With the growth in hybrid and online courses and the introduction of open educational resources, active learning concepts and new learning spaces, it is an exciting time to be an instructional designer in higher education. More faculty members need help rethinking course activities, materials and assessments. 

Yet like campus librarians, instructional designers still struggle at times to raise awareness about the variety of services they can offer and to form meaningful partnerships with other stakeholders on campus — in part because some faculty members see them as IT support staff. That misconception gets magnified if the instructional design team resides in the IT department and reports to the CIO (which tends to be the case about half the time, instructional designers say).

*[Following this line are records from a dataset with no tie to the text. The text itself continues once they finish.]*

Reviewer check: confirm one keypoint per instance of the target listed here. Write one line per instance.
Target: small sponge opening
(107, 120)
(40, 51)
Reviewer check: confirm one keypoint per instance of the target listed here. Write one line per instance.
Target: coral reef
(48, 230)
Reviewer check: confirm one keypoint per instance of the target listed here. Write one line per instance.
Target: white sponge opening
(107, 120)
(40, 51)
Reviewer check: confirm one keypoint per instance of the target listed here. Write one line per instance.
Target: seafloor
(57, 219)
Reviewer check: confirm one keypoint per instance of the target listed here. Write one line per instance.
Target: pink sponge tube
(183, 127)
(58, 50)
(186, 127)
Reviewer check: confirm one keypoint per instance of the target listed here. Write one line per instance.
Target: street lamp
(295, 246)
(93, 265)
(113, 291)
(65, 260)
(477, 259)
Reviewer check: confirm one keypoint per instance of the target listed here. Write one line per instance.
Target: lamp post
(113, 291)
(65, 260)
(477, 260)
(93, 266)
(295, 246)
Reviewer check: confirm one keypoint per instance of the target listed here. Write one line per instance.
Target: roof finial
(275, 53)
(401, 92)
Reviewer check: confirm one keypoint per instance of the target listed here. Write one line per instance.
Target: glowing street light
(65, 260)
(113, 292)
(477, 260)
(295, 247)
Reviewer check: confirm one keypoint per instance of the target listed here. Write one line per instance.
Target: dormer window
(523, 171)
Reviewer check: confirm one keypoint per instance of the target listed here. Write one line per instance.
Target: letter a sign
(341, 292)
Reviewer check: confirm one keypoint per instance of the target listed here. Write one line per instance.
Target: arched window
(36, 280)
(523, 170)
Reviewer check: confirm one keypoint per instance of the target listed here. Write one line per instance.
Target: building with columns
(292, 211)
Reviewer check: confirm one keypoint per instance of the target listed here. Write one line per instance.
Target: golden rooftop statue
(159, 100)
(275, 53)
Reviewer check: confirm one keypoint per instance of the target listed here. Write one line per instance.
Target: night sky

"I learned early on in my career not to install printers, because that can be the thing that puts a particular perspective in people's minds," said Erin DeSilva, assistant director of Learning Design and Technology at Dartmouth College (NH). Yet DeSilva and other instructional designers interviewed for this article agreed that helping faculty with their immediate tech issues is a way to get their foot in the door, especially with faculty who aren't teaching online and so don't have an impetus to seek out instructional design help. "They may come to talk to you about setting up a Canvas site," she said, "but end up speaking with you about assignment design.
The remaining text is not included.